Cette possibilité m'avait été proposée mais l'anglais est la langue de notre groupe. Il s'agit de surcroît de la langue la plus parlée dans le monde. Une partie d'entre vous devrait d'ailleurs pouvoir suivre mon propos directement, sans recourir à la traduction.
Pour nos hélicoptères militaires, je le reconnais, nous accusons beaucoup de retard, et la responsabilité en incombe en grande partie à l'industriel : nous avons sous-estimé les problèmes techniques ainsi que la complexité de tels programmes internationaux. Il convient toutefois de comparer la situation européenne à celle de nos concurrents américains.
Dans la dernière décennie, ceux-ci ont participé à trois programmes d'hélicoptères. Le programme Comanche a été annulé en 2003 à cause d'un dépassement de coût. Le contrat sur les hélicoptères de reconnaissance, attribué à Bell, n'a pas abouti car le constructeur n'a pas réussi à assurer les performances demandées. De même, le programme sur l'hélicoptère présidentiel a été interrompu en raison de ses résultats insuffisants et d'un très important dépassement de coût. À l'inverse, je note que nous parvenons à équiper nos clients puisque le Caracal, le Tigre, la Gazelle et le Super Puma sont parfaitement opérationnels en Afghanistan, où ils augmentent considérablement les capacités des armées qui les utilisent.
Je partage votre analyse : nous avons un problème industriel à Marignane. Comme je l'ai dit, nos performances industrielles sont insuffisantes ; mais c'est la même chose sur tous nos sites. Simplement, depuis 2006, nos livraisons ont augmenté de 20 % par an, et nous avons dû recruter chaque année 1 000 personnes supplémentaires à Marignane, auxquelles s'ajoutent 650 personnes supplémentaires parmi les sous-traitants et les intermédiaires. Le taux de nouveau personnel s'est donc considérablement accru.
Nous avions deux possibilités : soit nous essayions de conserver notre position dans un marché civil en plein développement, ce qui supposait qu'Eurocopter se développe très vite, soit nous abandonnions le marché à nos concurrents. Nous avons fait le premier choix, ce qui nous a permis d'avoir une croissance exceptionnelle quatre années de suite. Pour autant, cela s'est fait au détriment de l'intégration et de la formation des nouvelles recrues.
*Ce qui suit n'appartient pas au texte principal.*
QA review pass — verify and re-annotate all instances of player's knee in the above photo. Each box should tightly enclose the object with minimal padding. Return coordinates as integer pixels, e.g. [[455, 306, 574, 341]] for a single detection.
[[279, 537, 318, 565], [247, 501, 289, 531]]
Aujourd'hui, nous devons remédier à des problèmes de qualité ; toutefois, nous sommes en train de réduire le nombre d'intermédiaires, ce qui nous facilite la tâche.
Nous avons créé en 2009 une cellule chargée de remettre de l'ordre dans le programme Tigre ; elle est dirigée par un ancien ingénieur en chef du programme Tigre qui le connaît parfaitement. Dominique Maudet vous apportera des précisions sur ce point.
La situation du NH 90 est totalement différente. S'agissant de la France, il convient de distinguer la version terrestre (TTH), commandée en 2007 et qui doit être livrée en 2011, et la version navale (NFH). Le programme se caractérise par sa dimension internationale et, de ce point de vue, sa conception est loin d'être optimale. Du côté industriel, le système fonctionne au travers d'un consortium, au sein duquel même un partenaire très minoritaire comme le néerlandais Fokker a la possibilité de bloquer n'importe quelle décision. Du côté gouvernemental, la gestion du programme a été confiée à la NATO Helicopter Management Agency (NAHEMA), agence de l'OTAN à la volonté réelle mais au pouvoir limité. Nous sommes obligés de passer par elle, tout en travaillant aussi avec les nations, ce qui rallonge d'autant les discussions.
Nous avons réglé les problèmes du côté industriel, mais il sera difficile de changer quoi que ce soit du côté de la NAHEMA, malgré nos demandes. Le processus décisionnel est extrêmement lent. Par exemple, si vous voulez livrer un hélicoptère, il faut fournir un manuel de vol : en Allemagne, le pilote est censé connaître par coeur ce qui est imprimé en caractère gras ; en Italie, la totalité du texte doit être en gras, afin qu'il puisse être lu facilement à toute heure de la journée. Il a fallu quatre mois pour que les différents pays parviennent à un accord sur ce seul sujet ! Nous avons totalement sous-estimé ce problème, du côté industriel comme du côté gouvernemental. Il ne faudra pas reproduire cette erreur.
S'agissant des appareils à livrer, la version navale française a été qualifiée il y a deux semaines par la NAHEMA pour les opérations de sauvetage. Le premier modèle, qui doit être livré en mars, a effectué son baptême de l'air la semaine dernière. Nous serons donc en mesure de respecter les nouveaux délais qui avaient été communiqués au début de l'année 2008. En ce qui concerne la version terrestre, aucun retard n'est prévu pour la version française.